Третьим человеком в их организации, сам не зная того, стал заключённый Прохоров, под давлением обстоятельств согласившийся работать лично с Битцем после того, как услышал, что от него требовалось. Когда Битц пришёл к нему в камеру, то не стал ему ничего рассказывать или в чём-то убеждать, он просто сказал, что Прохоров может реализовывать свои убеждения действиями, а не только стихами, читать которые сейчас можно только под подушкой. И получил положительный ответ.

— Есть люди, которые хотят остановить истребление народа. Остановить реальными действиями. Эти люди рискуют жизнью, но они убеждены в необходимости такой работы, — сказал Битц, глядя в глаза Прохорова.

— Если бы вы знали, как мне хочется верить вашим словам! — ответил Прохоров, его глаза заблестели от навернувшихся слёз.

Было видно, что он искренне переживал услышанное. В его душе боролись сила страха и подозрения с силой доверия. Вера в лучшее, присущая людям такого склада, победила, и через секунду его глаза очистились, серьёзно и внимательно смотрели на Битца.

— Мы подбираем надёжных людей для выполнения различных поручений, — как бы не заметив высказывания и состояния Прохорова, продолжал Битц.

— Я своё согласие дал, что от меня требуется теперь? — спросил спокойно Прохоров.

А требовалось от него совсем немного.
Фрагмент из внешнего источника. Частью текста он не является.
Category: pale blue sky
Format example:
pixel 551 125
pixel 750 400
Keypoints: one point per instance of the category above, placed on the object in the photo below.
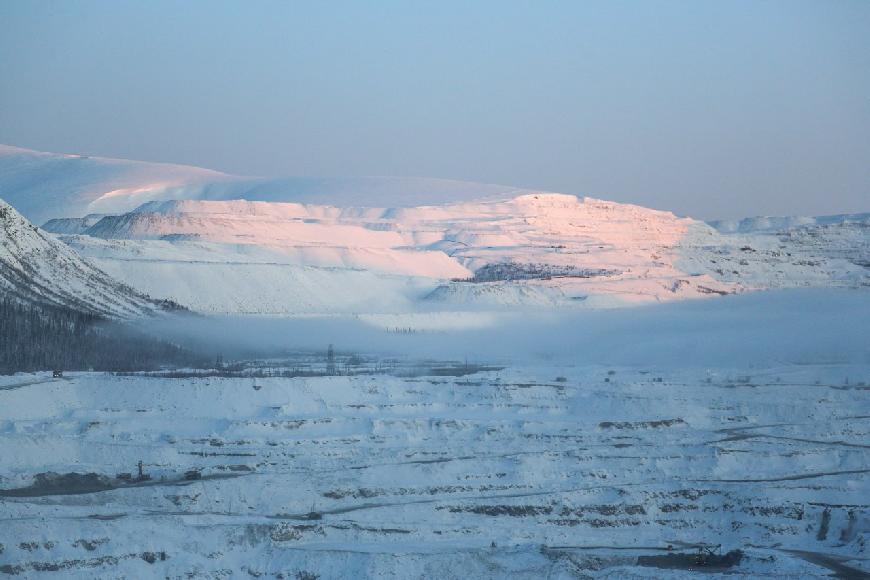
pixel 713 109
Ждать сигнала и быть готовым к побегу, который для него подготовят. Оказавшись на свободе с добротными документами, он должен был стать курьером связи Битца с Москвой и многими другими уголками нашей необъятной Родины. Единственное, что ему не могли позволить, — это объявиться у себя в городе, а тем более в семье. Но Прохоров прекрасно понимал, что своим провалом он погубит всех, поэтому его слово было продуманно и твёрдо.

— Вы можете на меня положиться! — пожав руку Битцу в конце долгого разговора, произнёс Прохоров, прямо глядя ему в глаза. Выйдя из ШИЗО в лагерь, Прохоров через месяц был переведён на работы по кухне.

По плану, разработанному Битцем, Прохоров, оказавшись на свободе, должен был выглядеть нормальным человеком, а не бывшим зэком, непроизвольно рыскающим голодными глазами по прилавкам рынка или магазина. Тщательно разработанную легенду его жизни передавал ему частями Макушев. Всё, от рождения до сегодняшнего дня, менялось в его судьбе. Он должен был знать всё в мелочах. Читал он листки, исписанные мелким почерком, в присутствии Макушева, который после прочтения немедленно их уничтожал. Шло время. Битц, копаясь в своих архивах и изучая дела заключённых, отыскивал людей, по его мнению, несломленных и готовых к любым действиям. Эту работу он делал профессионально и, как всегда, редко, почти никогда, не ошибался. Тщательно отобранных людей Битц проверял неоднократно, подключая сексотов и уголовников, работавших на него, и, только убедившись окончательно, вызывал к себе на разговор. Начальник особого отдела ставил в пример своим подчинённым начальника лагеря Битца, кропотливо создающего свою агентуру в лагере.

— Вот как надо работать. Каких мужиков ломает, не то что вы, с одними пидорами прошлогодние малявы собираете и мне на стол кладёте! Работнички, бляха-муха!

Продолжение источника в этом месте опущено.